Higher risk of complications, such as cardiovascular disease and kidney failure, even with modest elevations in blood sugar levels. These features underscore the need for region-specific screening, treatment strategies, and guidelines to address the unique pathophysiology and progression of diabetes in Indians.
How will the biobank aid in identifying novel biomarkers for early diagnosis and help pave the way for personalized diabetes care?
The biobank enables researchers to:
Discover biomarkers for early detection of diabetes and its complications, such as kidney disease or neuropathy.
Identify genetic and molecular factors unique to the Indian population.
Develop personalised treatment plans by understanding patient-specific responses to drugs and interventions. This can lead to early intervention, better disease management, and improved patient outcomes.

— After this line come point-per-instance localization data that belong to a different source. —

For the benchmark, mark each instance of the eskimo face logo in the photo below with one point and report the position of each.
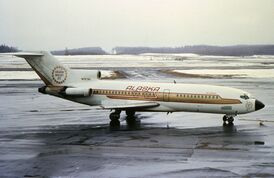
(249, 105)
(59, 74)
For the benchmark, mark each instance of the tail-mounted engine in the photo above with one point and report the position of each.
(65, 91)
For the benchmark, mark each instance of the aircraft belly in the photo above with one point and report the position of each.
(191, 107)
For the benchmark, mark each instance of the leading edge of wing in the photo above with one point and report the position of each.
(131, 105)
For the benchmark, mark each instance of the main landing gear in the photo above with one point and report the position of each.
(115, 116)
(228, 120)
(114, 119)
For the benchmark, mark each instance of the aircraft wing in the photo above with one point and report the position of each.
(128, 105)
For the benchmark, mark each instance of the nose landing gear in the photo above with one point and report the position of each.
(228, 120)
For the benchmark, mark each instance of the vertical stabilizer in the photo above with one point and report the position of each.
(48, 68)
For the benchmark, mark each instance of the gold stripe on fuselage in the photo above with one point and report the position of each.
(166, 97)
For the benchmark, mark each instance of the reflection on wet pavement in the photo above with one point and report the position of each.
(44, 136)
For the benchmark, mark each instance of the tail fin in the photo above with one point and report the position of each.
(48, 68)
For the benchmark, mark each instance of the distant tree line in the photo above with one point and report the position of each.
(238, 50)
(80, 51)
(5, 49)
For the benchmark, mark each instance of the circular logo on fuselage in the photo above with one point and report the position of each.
(59, 74)
(249, 106)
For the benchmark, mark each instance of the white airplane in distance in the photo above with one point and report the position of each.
(85, 86)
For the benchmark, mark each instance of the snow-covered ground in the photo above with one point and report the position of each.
(251, 66)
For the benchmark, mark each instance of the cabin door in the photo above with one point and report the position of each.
(166, 95)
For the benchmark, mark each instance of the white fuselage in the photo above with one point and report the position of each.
(170, 96)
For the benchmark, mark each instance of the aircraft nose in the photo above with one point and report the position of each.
(258, 105)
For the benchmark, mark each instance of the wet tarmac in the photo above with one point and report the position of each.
(44, 136)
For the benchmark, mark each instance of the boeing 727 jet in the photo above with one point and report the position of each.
(86, 87)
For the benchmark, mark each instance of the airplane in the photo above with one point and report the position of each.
(86, 87)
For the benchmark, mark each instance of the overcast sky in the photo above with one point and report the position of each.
(56, 24)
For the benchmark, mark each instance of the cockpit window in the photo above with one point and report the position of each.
(244, 96)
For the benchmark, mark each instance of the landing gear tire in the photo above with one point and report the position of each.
(114, 117)
(130, 113)
(228, 120)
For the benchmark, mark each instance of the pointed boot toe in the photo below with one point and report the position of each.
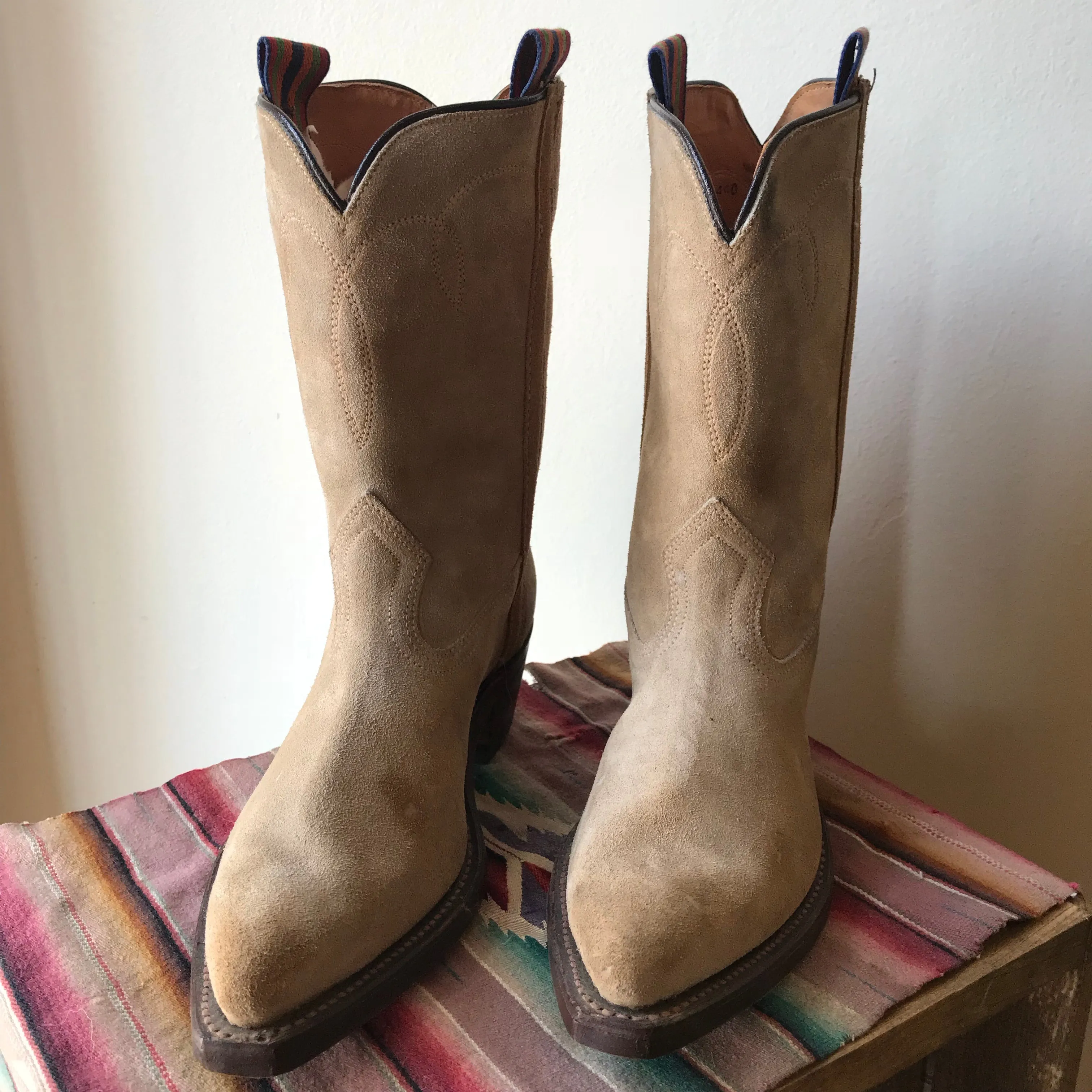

One-fourth of the global diabetes burden is in India. From your perspective, what are the key factors driving this surge in both urban and rural areas?
The surge is fueled by:
Urbanization: Sedentary lifestyles, unhealthy diets, and stress.
Rural Changes: Transition from traditional diets to processed foods and reduced physical activity.
Genetic Predisposition: Indians are more prone to insulin resistance and abdominal obesity.
Gestational Diabetes: Increasing rates among pregnant women, leading to intergenerational transmission of risk.
These factors emphasize the importance of early detection, prevention, and lifestyle interventions.
The ICMR study, which surveyed over 1.2 lakh people across India, highlights the increasing prevalence of diabetes. What trends from this data do you find particularly concerning?
The survey highlighted:
Rising prevalence in both urban and rural areas.
Undiagnosed cases: Many individuals are unaware of their condition, leading to late diagnosis and complications.
Pre-diabetes burden: High rates of individuals with borderline blood sugar levels suggest an impending diabetes epidemic.
This data calls for widespread awareness campaigns and proactive screening programs.
Longitudinal studies supported by the biobank could provide critical insights into diabetes progression. How do such studies improve prevention, diagnosis, and management strategies for patients?
Longitudinal studies track individuals over time to observe disease progression. They:
Identify early risk factors and predictors of complications.
Help evaluate the long-term effectiveness of treatments and lifestyle changes.
Provide evidence to design prevention strategies and optimize clinical guidelines.
Such studies are crucial for understanding how diabetes evolves in the Indian population.
What role do you see technology, like AI or machine learning, playing in analyzing the data gathered by biobanks to enhance diabetes care?
AI and machine learning can: • Analyze vast biobank data to detect patterns and correlations.
Predict individual risk levels and disease trajectories.
Identify new therapeutic targets and tailor personalized treatments.
These technologies accelerate research, making it more precise and impactful.
What are the key challenges in translating the biobank’s research outcomes into practical solutions for diabetes care, especially in regions with limited healthcare infrastructure?
Key challenges include:
Healthcare Inequity: Limited access to advanced diagnostics and treatments in rural and underserved regions.
Awareness Gaps: Lack of awareness among patients and healthcare providers about novel findings.
Cost Constraints: Ensuring affordability of innovative therapies derived from research.
Addressing these challenges requires collaboration between researchers, policymakers, and healthcare providers to make scientific advances accessible to all.